- Pitcher
- Born: 18 March 1978 (age 47) Santa Rosa, California, U.S.
- Bats: RightThrows: Right
- Stats at Baseball Reference

= Kasey Olenberger =

Italian American baseball player (born 1978)

Kasey Garret Olenberger (born 18 March 1978) is an American-Italian former professional baseball pitcher. Listed at 6 ft 4 in (193 cm), 243 lb (110 kg), Olenberger batted and threw right handed. He was born in Santa Rosa, California.

Olenberger went undrafted out of Long Beach State where he played college baseball. He began his professional career in 2002 with the Solano Steelheads of the independent Western League. He spent another season with Solano and two seasons with Parma in the Italian Baseball League before being signed by the Los Angeles Angels in advance of the 2005 season. His father was a scout for the Angels as of August 2004. Olenberg spent three seasons with the Triple-A Salt Lake Bees where he set a single-season team record in 2006 with 180 innings pitched.
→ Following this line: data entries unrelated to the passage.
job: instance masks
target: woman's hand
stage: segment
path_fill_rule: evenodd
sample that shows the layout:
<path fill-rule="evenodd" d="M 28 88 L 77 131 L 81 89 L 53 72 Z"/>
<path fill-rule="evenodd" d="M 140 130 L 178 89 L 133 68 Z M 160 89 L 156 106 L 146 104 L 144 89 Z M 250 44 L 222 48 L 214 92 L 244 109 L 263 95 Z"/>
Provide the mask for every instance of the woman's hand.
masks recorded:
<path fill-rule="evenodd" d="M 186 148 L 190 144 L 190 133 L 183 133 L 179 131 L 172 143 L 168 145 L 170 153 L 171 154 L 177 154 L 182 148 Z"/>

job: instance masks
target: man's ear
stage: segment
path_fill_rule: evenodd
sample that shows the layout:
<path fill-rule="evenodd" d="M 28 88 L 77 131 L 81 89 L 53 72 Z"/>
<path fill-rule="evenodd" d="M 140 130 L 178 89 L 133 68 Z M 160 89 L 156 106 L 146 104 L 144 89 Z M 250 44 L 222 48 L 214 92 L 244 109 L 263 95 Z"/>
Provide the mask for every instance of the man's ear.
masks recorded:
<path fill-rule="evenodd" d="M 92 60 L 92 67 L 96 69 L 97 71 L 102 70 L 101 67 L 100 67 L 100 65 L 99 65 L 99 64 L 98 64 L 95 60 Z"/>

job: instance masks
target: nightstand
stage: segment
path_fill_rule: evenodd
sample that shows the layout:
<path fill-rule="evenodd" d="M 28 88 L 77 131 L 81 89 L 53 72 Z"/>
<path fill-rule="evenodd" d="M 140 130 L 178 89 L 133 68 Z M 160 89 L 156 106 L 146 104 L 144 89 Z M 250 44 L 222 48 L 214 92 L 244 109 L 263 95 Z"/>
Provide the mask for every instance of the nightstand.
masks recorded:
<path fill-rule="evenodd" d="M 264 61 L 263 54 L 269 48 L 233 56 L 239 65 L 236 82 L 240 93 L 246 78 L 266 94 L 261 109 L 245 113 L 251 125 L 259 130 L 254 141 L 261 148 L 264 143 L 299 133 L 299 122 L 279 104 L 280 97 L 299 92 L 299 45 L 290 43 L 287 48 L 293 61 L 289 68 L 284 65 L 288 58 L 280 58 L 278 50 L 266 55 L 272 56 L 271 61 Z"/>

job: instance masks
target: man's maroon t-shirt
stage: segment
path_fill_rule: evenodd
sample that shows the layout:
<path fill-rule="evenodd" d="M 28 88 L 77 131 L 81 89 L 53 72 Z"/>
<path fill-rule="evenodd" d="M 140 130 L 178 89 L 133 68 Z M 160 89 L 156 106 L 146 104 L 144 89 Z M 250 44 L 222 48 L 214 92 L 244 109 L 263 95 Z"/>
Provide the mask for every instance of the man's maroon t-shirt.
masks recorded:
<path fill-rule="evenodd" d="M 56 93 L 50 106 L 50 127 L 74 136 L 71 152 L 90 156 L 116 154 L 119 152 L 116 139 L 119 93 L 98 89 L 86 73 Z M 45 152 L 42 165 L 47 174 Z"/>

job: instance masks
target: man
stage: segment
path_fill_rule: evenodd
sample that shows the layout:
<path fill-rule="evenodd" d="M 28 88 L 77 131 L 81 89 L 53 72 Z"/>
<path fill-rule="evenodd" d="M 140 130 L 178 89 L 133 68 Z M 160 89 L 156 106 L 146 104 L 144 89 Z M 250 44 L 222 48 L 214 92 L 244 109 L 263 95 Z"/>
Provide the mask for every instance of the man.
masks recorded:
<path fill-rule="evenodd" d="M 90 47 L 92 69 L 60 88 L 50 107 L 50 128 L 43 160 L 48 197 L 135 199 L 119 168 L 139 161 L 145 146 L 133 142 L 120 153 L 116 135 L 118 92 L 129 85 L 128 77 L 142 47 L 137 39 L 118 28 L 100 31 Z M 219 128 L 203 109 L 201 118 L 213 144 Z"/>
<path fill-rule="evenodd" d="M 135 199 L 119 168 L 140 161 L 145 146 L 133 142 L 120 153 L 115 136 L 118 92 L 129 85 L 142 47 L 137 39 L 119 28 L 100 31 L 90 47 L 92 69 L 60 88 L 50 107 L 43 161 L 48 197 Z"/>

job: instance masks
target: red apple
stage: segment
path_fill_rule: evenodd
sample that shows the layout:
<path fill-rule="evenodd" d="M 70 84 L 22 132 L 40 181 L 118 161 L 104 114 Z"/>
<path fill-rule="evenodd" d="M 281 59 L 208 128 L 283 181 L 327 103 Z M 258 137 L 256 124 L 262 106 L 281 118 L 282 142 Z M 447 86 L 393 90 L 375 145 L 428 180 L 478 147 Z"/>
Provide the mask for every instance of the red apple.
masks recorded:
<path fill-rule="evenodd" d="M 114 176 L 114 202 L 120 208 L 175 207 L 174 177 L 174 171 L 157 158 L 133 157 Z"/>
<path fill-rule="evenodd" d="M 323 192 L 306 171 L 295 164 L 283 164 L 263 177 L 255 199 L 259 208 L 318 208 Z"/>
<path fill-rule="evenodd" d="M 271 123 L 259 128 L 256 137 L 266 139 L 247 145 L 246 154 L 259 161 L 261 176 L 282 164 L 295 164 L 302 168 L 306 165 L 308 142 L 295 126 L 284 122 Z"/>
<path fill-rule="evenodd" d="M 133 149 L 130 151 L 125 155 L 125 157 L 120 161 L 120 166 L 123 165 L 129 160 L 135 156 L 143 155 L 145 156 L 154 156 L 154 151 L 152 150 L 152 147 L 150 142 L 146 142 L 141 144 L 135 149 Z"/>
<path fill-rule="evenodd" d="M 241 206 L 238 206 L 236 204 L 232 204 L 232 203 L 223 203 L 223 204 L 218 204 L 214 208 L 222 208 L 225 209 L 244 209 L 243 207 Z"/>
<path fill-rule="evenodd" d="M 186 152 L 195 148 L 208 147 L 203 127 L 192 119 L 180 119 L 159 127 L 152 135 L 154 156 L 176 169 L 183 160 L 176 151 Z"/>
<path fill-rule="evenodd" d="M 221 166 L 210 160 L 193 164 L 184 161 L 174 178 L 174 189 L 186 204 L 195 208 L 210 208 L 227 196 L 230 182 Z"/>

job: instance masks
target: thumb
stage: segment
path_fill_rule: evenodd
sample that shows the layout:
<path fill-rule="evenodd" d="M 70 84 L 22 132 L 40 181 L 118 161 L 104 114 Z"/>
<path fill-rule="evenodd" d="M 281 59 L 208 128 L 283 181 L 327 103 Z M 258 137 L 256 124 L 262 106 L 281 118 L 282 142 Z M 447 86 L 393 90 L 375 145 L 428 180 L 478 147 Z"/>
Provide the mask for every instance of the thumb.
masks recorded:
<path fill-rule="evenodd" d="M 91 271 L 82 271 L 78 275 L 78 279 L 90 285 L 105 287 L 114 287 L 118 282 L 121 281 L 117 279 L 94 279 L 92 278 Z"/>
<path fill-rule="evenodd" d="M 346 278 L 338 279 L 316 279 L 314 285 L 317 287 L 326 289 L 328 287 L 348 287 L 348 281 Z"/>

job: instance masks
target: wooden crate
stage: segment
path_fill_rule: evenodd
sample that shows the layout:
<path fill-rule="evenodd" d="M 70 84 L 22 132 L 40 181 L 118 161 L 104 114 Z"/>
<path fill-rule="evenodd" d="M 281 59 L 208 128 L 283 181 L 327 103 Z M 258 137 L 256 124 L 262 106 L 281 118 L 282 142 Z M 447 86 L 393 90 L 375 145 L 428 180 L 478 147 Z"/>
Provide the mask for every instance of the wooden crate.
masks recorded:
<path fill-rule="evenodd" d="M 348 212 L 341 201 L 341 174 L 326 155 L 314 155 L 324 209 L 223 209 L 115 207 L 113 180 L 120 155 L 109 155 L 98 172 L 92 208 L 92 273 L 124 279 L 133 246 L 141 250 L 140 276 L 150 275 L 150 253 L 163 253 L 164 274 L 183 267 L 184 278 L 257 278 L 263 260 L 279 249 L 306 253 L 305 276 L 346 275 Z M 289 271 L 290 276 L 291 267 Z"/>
He later spent time in the farm systems of the Florida Marlins and Arizona Diamondbacks.

A member of the Italy national baseball team, Olenberger competed in the 2004 Summer Olympics, as well as in the 2006 and 2009 World Baseball Classic tournaments.

He also has pitched for the Bravos de Margarita, Cardenales de Lara and Pastora de los Llanos clubs of the Venezuelan Professional Baseball League.